The Anti-Imperialist League objected to the annexation of the Philippines and the building of an American empire. Idealism, self-interest, racism, constitutionalism, and other reasons motivated them, but they failed to make their case. The Philippines were annexed in 1900. DIPLOMATIC.
Insular Cases were court cases dealing with islands and countries that had been recently annexed and demanded the rights of a citizen. These Supreme Court cases decided that the Constitution did not always follow the flag, thus denying the rights of a citizen to Puerto Ricans and Philippines. DIPLOMATIC.
Platt Amendment (1901)
The Platt Amendment was an amendment added to Cuba’s constitution by the Cuban government after pressure from the United States. This amendment provided that Cuba would make no treaties that compromised its independence or granted concessions to other countries without U.S. approval. The amendment was abrogated in 1934. DIPLOMATIC.
John Hay was the Secretary of State in 1899. Hay dispatched the Open Door Notes to keep the countries that had spheres of influence in China from taking over China and closing the doors on trade between China and the U.S. DIPLOMATIC.
The Boxer Rebellion was a rebellion in Beijing, China in 1899 that started by a secret society of Chinese who opposed the “foreign devils”. The rebellion was ended by British Troops. DIPLOMATIC.
Hay-Pauncefote Treaty (1901)
The Hay-Pauncefote Treaty was a treaty signed between the United States and Great Britain, giving Americans a free hand to build a canal in Central America. The treaty nullified the Clayton-Bulwer Treaty of 1850, which prohibited the British or U.S. from acquiring territory in Central America. DIPLOMATIC.
The Panama Canal is a ship canal cut across the isthmus of Panama by United States Army engineers. This canal opened in 1915. It greatly shortened the sea voyage between the east and west coasts of North America. The United States turned the canal over to Panama on Jan 1, 2000. POLITICAL.
The Roosevelt Corollary was Roosevelt’s 1904 extension of the Monroe Doctrine. It stated that the United States has the right to protect its economic interests in South and Central America by using military force. DIPLOMATIC.
Great White Fleet
The Great White Fleet was a fleet of American Naval ships sent on a world tour by Roosevelt to show off to the world the U.S. Naval power. This fleet also put pressure on Japan to join the “Gentlemen’s Agreement.” DIPLOMATIC.
The Russo-Japanese War was a conflict between Russia and Japan over Korea, Manchuria, etc. This war began in 1904, but neither side could gain a clear advantage and win. Both Russia and China sent representatives to Portsmouth, New Hampshire where Theodore Roosevelt mediated. Here, they created the Treaty of New Hampshire in 1905. Roosevelt won the Nobel Peace prize for his efforts. DIPLOMATIC.

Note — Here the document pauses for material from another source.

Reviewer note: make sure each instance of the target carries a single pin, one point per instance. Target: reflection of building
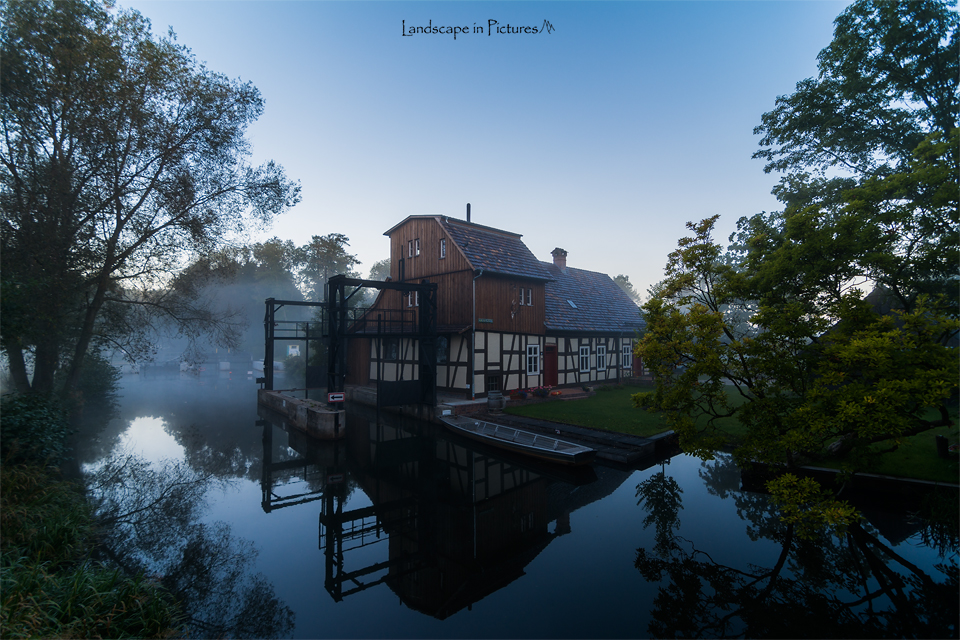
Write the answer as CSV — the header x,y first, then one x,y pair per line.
x,y
447,524
505,320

Treaty of Portsmouth (1905)
The Treaty of Portsmouth was a treaty, written in Portsmouth, New Hampshire, that ended the Russo-Japanese war in 1905. Theodore Roosevelt mediated this treaty. DIPLOMATIC.
The Lodge Corollary was a corollary to the Monroe Doctrine proposed by Henry Cabot Lodge and ratified by the U.S. Senate in 1912. This forbade any foreign power or foreign interest of any kind to acquire sufficient territory in the Western Hemisphere so as to put that government in “practical power of control”. DIPLOMATIC.

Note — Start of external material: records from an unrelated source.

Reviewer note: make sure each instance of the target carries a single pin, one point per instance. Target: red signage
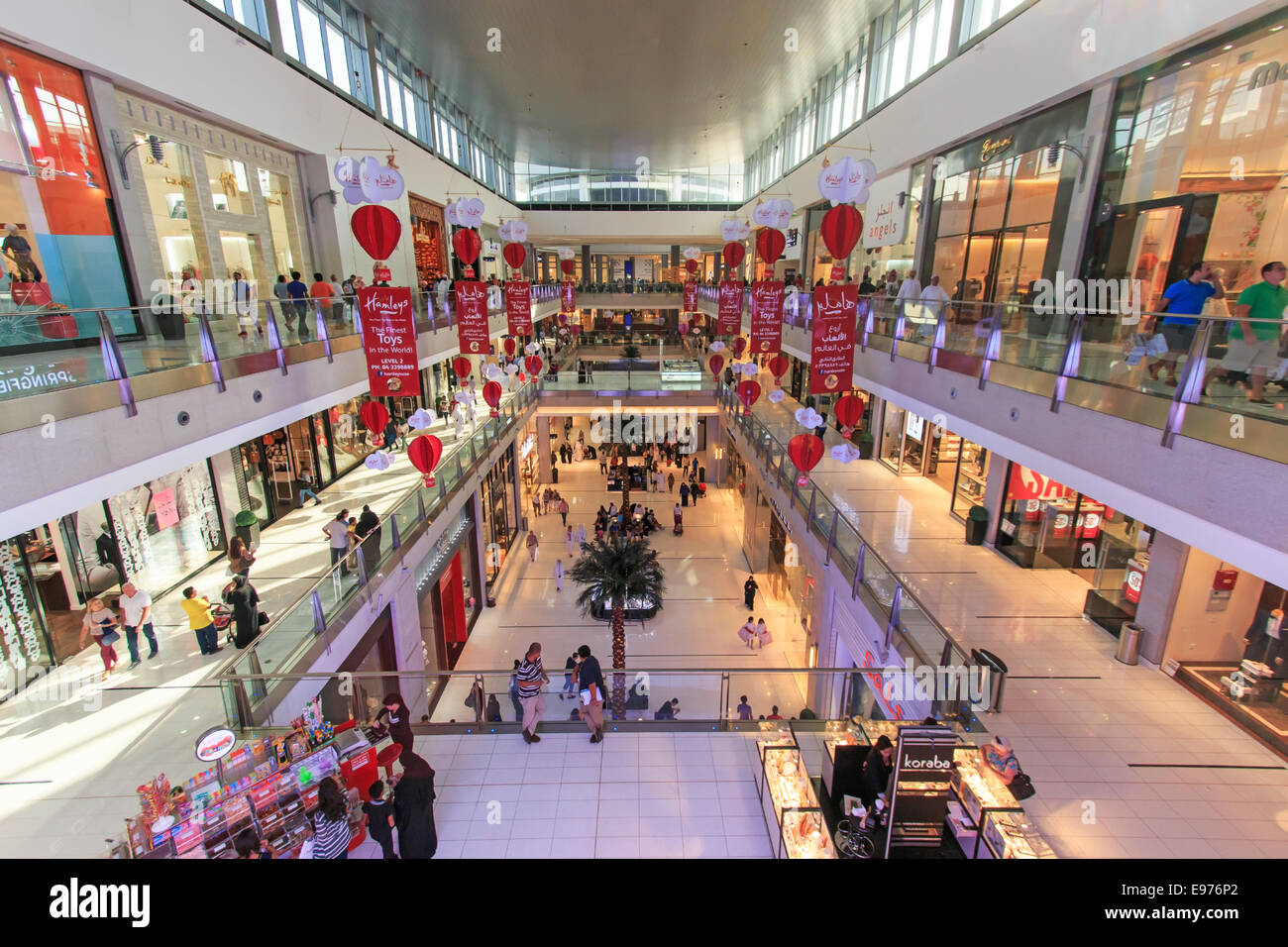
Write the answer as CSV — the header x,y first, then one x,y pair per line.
x,y
472,317
729,315
518,307
1029,484
831,364
767,316
389,341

Moral Diplomacy was a policy adopted by President Woodrow Wilson that rejected the approach of “dollar diplomacy”. Rather than focusing mainly on economic ties with other nations, Wilson’s policy was designed to bring right principles to the world, preserve peace, and extend to other peoples the blessings of democracy. POLITICAL.
Dollar Diplomacy was a foreign policy created under President Taft that had the U.S. exchanging financial support for the right to “help” countries make decisions about trade and other commercial ventures. Basically, it was exchanging money for political influence in Latin America and the Caribbean. DIPLOMATIC.
John J. Pershing and Expeditionary Force
John J. Pershing was the commander of an American expeditionary force of over 1 million troops who insisted his soldiers fight as independent units so the U.S. would have independent role in shaping the peace. POLITICAL.